Wolitzer focuses a large portion of the novel on each of these women, but she supplements it with quick looks into the lives of women of earlier generations, including the mothers of the four main characters, Margaret Thatcher and her assistant, and even Nadia Comaneci. It often seems gratuitous when authors include so many characters, but in the case of The Ten Year Nap, it perfectly illustrates what former generations of mothers did for their children and the things that remain the same despite their efforts. This book doesn’t forget the fathers either. While this book is heavily about motherhood, we do get a brief glimpse of a father who wishes he could stay home with his children, but feels it is not an option available to him.

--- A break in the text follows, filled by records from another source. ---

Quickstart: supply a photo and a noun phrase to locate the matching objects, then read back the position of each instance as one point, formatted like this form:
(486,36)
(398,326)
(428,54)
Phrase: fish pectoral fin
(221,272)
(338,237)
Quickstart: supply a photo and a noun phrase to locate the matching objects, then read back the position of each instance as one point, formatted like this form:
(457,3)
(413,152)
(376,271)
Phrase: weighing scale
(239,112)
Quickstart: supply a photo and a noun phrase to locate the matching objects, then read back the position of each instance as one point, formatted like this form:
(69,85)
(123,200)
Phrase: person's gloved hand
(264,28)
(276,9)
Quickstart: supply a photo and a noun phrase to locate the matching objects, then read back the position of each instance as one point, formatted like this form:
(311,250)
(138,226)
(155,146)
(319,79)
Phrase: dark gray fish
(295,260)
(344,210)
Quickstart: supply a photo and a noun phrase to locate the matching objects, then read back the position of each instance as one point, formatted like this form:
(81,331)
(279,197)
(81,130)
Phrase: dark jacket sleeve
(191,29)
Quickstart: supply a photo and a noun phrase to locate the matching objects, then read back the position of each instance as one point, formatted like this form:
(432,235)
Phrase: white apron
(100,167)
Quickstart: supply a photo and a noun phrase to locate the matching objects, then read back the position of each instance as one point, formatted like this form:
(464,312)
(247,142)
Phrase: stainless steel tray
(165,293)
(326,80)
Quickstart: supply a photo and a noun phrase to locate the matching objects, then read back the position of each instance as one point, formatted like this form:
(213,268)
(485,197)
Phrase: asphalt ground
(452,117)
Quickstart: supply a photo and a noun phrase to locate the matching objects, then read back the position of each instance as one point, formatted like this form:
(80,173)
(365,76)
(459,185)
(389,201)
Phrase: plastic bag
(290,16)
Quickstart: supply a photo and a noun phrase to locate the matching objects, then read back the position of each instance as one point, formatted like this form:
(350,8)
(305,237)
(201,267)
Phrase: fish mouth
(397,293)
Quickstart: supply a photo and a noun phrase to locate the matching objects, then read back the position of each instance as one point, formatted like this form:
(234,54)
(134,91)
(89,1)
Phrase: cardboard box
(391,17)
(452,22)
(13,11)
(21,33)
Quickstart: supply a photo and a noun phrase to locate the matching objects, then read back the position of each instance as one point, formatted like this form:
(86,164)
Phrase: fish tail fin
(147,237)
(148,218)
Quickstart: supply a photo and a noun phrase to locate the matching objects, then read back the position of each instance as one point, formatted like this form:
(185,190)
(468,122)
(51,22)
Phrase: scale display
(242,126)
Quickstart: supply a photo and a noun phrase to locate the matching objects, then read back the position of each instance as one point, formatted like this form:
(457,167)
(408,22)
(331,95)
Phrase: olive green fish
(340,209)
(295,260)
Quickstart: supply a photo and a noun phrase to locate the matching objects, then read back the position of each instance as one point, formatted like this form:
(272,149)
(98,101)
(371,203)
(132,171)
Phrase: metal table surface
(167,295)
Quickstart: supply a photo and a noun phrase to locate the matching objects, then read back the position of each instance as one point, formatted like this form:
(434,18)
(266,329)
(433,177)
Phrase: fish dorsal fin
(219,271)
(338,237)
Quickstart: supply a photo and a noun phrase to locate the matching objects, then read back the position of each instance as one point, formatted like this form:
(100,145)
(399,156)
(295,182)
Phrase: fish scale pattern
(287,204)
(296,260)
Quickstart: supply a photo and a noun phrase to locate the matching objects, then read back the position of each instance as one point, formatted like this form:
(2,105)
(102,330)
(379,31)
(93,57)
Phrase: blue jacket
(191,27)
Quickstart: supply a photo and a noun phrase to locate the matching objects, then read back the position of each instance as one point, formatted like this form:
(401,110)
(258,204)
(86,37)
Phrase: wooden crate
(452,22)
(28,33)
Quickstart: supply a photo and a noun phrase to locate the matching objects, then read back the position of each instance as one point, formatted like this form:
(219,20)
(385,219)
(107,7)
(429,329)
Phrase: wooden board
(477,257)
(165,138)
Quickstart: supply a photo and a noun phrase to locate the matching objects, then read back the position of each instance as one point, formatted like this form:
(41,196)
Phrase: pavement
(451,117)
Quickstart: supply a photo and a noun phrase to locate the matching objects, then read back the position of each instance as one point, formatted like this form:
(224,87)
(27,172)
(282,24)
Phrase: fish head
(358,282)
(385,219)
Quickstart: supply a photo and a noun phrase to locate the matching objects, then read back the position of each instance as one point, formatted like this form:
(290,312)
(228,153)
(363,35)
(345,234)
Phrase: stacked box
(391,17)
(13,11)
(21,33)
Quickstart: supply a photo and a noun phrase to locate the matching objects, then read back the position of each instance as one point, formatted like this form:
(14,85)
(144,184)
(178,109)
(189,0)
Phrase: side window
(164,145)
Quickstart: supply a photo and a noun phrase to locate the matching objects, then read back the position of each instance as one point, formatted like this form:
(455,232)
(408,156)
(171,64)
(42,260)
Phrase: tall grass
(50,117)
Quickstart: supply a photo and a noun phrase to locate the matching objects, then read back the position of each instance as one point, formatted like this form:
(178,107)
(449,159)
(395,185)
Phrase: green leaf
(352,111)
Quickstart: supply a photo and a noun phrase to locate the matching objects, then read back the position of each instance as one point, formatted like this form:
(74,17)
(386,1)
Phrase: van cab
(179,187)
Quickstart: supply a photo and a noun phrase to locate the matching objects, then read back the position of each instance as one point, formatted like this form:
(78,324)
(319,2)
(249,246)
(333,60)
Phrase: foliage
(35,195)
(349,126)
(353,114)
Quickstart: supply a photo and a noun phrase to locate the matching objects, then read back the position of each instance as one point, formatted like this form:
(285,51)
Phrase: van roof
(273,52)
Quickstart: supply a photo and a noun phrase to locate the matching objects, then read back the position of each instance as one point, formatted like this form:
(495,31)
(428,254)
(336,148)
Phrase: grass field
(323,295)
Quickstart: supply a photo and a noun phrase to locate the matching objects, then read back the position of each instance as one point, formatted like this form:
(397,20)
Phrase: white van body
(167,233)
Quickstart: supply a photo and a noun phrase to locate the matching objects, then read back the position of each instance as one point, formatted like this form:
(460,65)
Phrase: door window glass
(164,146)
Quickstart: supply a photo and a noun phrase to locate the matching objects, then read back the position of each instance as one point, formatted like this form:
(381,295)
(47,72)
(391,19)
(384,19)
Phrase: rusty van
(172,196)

By employing a large cast of characters, Wolitzer doesn’t come across as judgmental about any of their parenting styles or decisions. This novel could be read by any mother at many different points in their lives, because in each reading they would find moments that are relatable. I read this book in one day and found myself laughing and relating to the characters.
“There was always so much to do. There were lists and plans and schedules that were essential to a well-run household and that were still laughably, almost hysterically, tedious. You, the brainy, restless female, were the one who had to keep your family life rolling forward like a tank. You, of all people, were in charge of snacks.”
"You stayed around your children as long as you could, inhaling the ambient gold shavings of their childhood, and at the last minute you tried to see them off into life and hoped that the little piece of time you’d given them was enough to prevent them from one day feeling lonely and afraid and hopeless. You wouldn't know the outcome for a long time."